- The use of a bulking agent to treat stress urinary incontinence may not be documented in the patient's surgical history, and misinterpreting bulking agent as pathology can derail appropriate management
- In a retrospective study of 50 patients, multiple lesions, upper to mid-urethral location, no internal fluid/low fluid level, no urethral connection, signal intensity and lesion shape helped distinguish bulking agents from urethral diverticula
- The absence of urethral indentation or displacement was the most important finding that separated periurethral cysts from bulking agents and urethral diverticula
- Bulking agent should be considered in the differential for every patient who requires MRI of the pelvis or lower abdomen
Transurethral or periurethral injection, a treatment for stress urinary incontinence, involves placing a bulking agent between the bladder neck and mid-urethra. This minimally invasive procedure is not always noted in a patient's surgical history, and patients may not think to report it to other health care professionals. If a patient later undergoes imaging of the pelvis or lower abdomen, the urethral bulking agent can be misinterpreted as pathology. Bulking agents have various imaging characteristics, based on the material and the amount of time elapsed since injection.
Elise J. B. De, MD, urologist with the Massachusetts General Hospital Department of Urology, and colleagues recently teamed up to determine how bulking agents can be distinguished from urethral pathology when patients undergo magnetic resonance imaging (MRI). They found that the absence of urethral indentation or displacement was the most important finding that separated periurethral cysts from bulking agents and urethral diverticula. Their findings are published in Abdominal Radiology.
Study and Diagnoses
Using a radiologic database at Mass General, the researchers reviewed 50 patients (with a total of 68 periurethral cystic lesions identified on MRI) who had good quality images and had confirmation of the findings by surgeons or pathologists between January 2001 and December 2017. Among those 68 lesions, they diagnosed 27 cases of bulking agents, 29 cases of urethral diverticula and 12 periurethral cysts.
Two board-certified abdominal radiologists, who were blinded to clinical, operative and histopathologic data, independently evaluated the MRI images.
The bulking agent injection was collagen in 13 of the 16 patients, collagen and calcium hydroxylapatite in one, silicone particles in one and a chondrocyte/alginate mixture gel (being researched at Mass General) in one. Collagen bulking agents are no longer marketed in the United States, but they are still encountered on imaging.
Compared with muscles, collagen was isosignal on T1 weighted images (T1WI) and mildly hypersignal on T2 weighted images (T2WI), but had less signal than urine. Unexpectedly, in half of the patients, collagen was still present on MRI up to three years after injection.
Collagen, silicone and chondrocyte/alginate showed similar hyperintensity on MRI and could not be distinguished from each other. Calcium hydroxylapatite exhibited hypointensity.

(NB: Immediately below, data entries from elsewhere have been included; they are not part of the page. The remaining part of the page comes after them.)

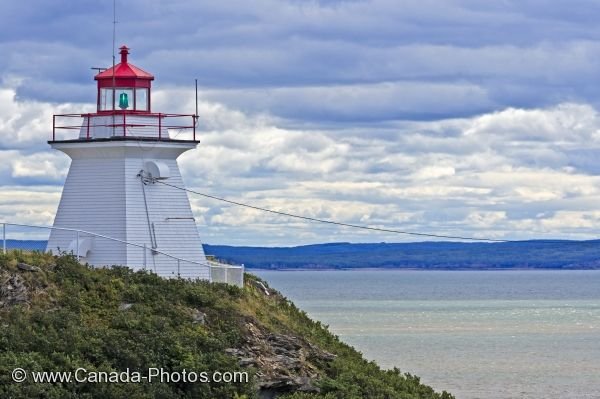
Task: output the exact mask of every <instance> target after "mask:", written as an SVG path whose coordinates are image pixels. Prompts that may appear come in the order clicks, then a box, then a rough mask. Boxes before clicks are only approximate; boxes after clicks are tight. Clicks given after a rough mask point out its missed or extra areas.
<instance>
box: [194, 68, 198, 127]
mask: <svg viewBox="0 0 600 399" xmlns="http://www.w3.org/2000/svg"><path fill="white" fill-rule="evenodd" d="M195 81H196V113H195V114H194V125H196V126H198V79H196V80H195Z"/></svg>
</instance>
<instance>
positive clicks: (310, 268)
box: [246, 267, 600, 272]
mask: <svg viewBox="0 0 600 399" xmlns="http://www.w3.org/2000/svg"><path fill="white" fill-rule="evenodd" d="M255 270H256V271H265V272H357V271H365V272H366V271H374V272H377V271H398V272H403V271H411V272H512V271H515V272H516V271H521V272H523V271H556V272H573V271H600V269H552V268H540V267H538V268H510V269H497V268H487V269H427V268H414V267H413V268H405V267H395V268H394V267H352V268H335V267H331V268H314V269H313V268H306V267H304V268H302V267H299V268H281V269H268V268H260V267H247V268H246V271H248V272H252V271H255Z"/></svg>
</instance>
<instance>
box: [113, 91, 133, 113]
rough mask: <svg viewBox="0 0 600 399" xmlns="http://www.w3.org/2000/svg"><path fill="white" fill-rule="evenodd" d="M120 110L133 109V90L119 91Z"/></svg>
mask: <svg viewBox="0 0 600 399" xmlns="http://www.w3.org/2000/svg"><path fill="white" fill-rule="evenodd" d="M117 99H118V101H119V109H122V110H126V109H133V89H117Z"/></svg>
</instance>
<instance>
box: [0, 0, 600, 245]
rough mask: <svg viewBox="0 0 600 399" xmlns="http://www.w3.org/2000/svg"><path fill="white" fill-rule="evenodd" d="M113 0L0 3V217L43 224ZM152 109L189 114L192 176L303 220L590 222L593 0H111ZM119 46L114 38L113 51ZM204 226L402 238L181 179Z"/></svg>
mask: <svg viewBox="0 0 600 399" xmlns="http://www.w3.org/2000/svg"><path fill="white" fill-rule="evenodd" d="M112 5H113V2H112V1H111V0H94V1H88V0H78V1H74V0H71V1H66V0H55V1H52V2H48V1H42V0H28V1H25V2H14V1H11V2H9V1H3V2H1V3H0V26H2V30H1V31H0V54H1V56H0V220H5V221H10V222H16V223H30V224H39V225H52V222H53V218H54V214H55V212H56V208H57V206H58V201H59V199H60V193H61V190H62V185H63V183H64V180H65V177H66V174H67V172H68V168H69V162H70V161H69V158H68V157H67V156H66V155H64V154H62V153H60V152H58V151H55V150H52V149H50V147H49V145H48V144H47V140H48V139H49V137H50V134H51V128H52V115H53V114H62V113H68V112H76V113H81V112H93V111H94V109H95V101H96V99H95V96H96V88H95V82H94V80H93V75H94V71H93V70H91V69H90V68H91V67H106V66H109V65H110V64H111V62H112V61H111V60H112V58H111V57H112V52H113V49H112V47H113V46H112V30H113V24H112V21H113V9H112ZM116 5H117V7H116V12H117V21H118V23H117V24H116V47H119V46H120V45H122V44H127V46H129V47H130V48H131V50H130V51H131V54H130V56H129V61H130V62H132V63H133V64H135V65H137V66H139V67H141V68H143V69H145V70H147V71H150V72H151V73H153V74H154V76H155V77H156V80H155V81H154V83H153V98H152V106H153V110H154V111H161V112H174V113H177V112H181V113H190V114H191V113H194V87H193V85H194V79H198V83H199V116H200V122H199V138H200V141H201V143H200V145H199V146H198V147H197V149H195V150H192V151H188V152H187V153H185V154H184V155H182V156H181V157H180V158H179V163H180V167H181V171H182V175H183V178H184V181H185V182H186V186H187V187H188V188H190V189H193V190H197V191H200V192H203V193H207V194H211V195H216V196H220V197H224V198H227V199H231V200H235V201H240V202H246V203H249V204H252V205H256V206H263V207H267V208H271V209H275V210H278V211H285V212H292V213H297V214H300V215H304V216H308V217H316V218H323V219H327V220H335V221H339V222H343V223H352V224H361V225H366V226H372V227H381V228H388V229H399V230H408V231H415V232H422V233H433V234H446V235H466V236H472V237H480V238H495V239H533V238H549V239H550V238H552V239H554V238H564V239H593V238H598V236H600V178H599V176H598V174H599V173H600V162H598V158H599V155H600V116H599V115H598V111H597V108H598V107H599V106H600V91H599V90H598V87H599V85H600V25H598V23H597V20H598V18H599V17H600V2H598V1H593V0H574V1H569V2H567V1H555V2H548V1H540V0H520V1H510V0H504V1H496V2H489V1H483V0H479V1H475V0H447V1H433V0H418V1H412V0H372V1H359V0H357V1H334V0H329V1H301V0H293V1H292V0H288V1H286V0H276V1H275V0H256V1H252V2H248V1H226V0H224V1H219V2H215V1H200V0H171V1H168V2H167V1H151V0H144V1H142V0H128V1H124V0H117V1H116ZM117 57H118V54H117ZM190 201H191V205H192V209H193V212H194V215H195V217H196V220H197V223H198V226H199V231H200V234H201V237H202V238H203V240H204V241H205V242H207V243H211V244H231V245H259V246H290V245H300V244H310V243H322V242H383V241H386V242H405V241H415V237H410V236H402V235H394V234H385V233H374V232H368V231H362V230H353V229H350V228H335V227H333V226H328V225H319V224H313V223H308V222H301V221H298V220H293V219H289V218H285V217H281V216H277V215H272V214H264V213H261V212H258V211H256V210H252V209H247V208H241V207H236V206H233V205H230V204H226V203H221V202H218V201H214V200H210V199H207V198H202V197H199V196H196V195H194V194H190Z"/></svg>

Urethral Diverticula vs. Bulking Agents
Compared with urethral diverticula, bulking agents were significantly more likely to:
- Appear as multiple lesions
- Be located in the upper or upper-middle urethra
- Lack internal fluid/fluid level
- Lack urethral connection
- Have T1 isointensity and T2 mild hyperintensity compared with muscles but lower T2 signal than urine
- Have a wedge or circumferential shape
In most urethral diverticula, the signal intensity was similar to that of urine (T1 hypointensity and T2 marked hyperintensity). Round, oval and horseshoe-shaped lesions were more frequently urethral diverticula than bulking agents, whereas about equal numbers of the two types of lesions were crescent-shaped.
Periurethral Cysts vs. Other Diagnoses
The most important distinction between periurethral cysts and other diagnoses was that only 25% of cysts showed urethral indentation or displacement, versus 93% of bulking agents and 90% of urethral diverticula. Most cysts were oval (67%) and were located at the lower or mid-urethra (92%).
The average maximum diameter of cysts (15 mm) was about the same as for bulking agents (16 mm), but significantly less than for urethral diverticula (24 mm). The average angle (87°) was much smaller than that of urethral diverticula (150°) or bulking agents (154°).
Nine cysts (75%) showed hyperintensity on T1WI and marked hyperintensity on T2WI compared with the muscles, reflecting internal hemorrhage or high proteinaceous content. Three (25%) exhibited hypointensity on T1WI and marked hyperintensity on T2WI, suggestive of simple fluid. No cyst was isointense on T1WI.
The Bottom Line for Physicians
Radiologists—and urologists—should consider the bulking agent in the differential diagnosis for all patients who undergo MRI of the pelvis or lower abdomen, even when it is not recorded in the chart. Mischaracterization on the MRI report may lead to misdiagnosis, unnecessary referral and even unnecessary surgical intervention.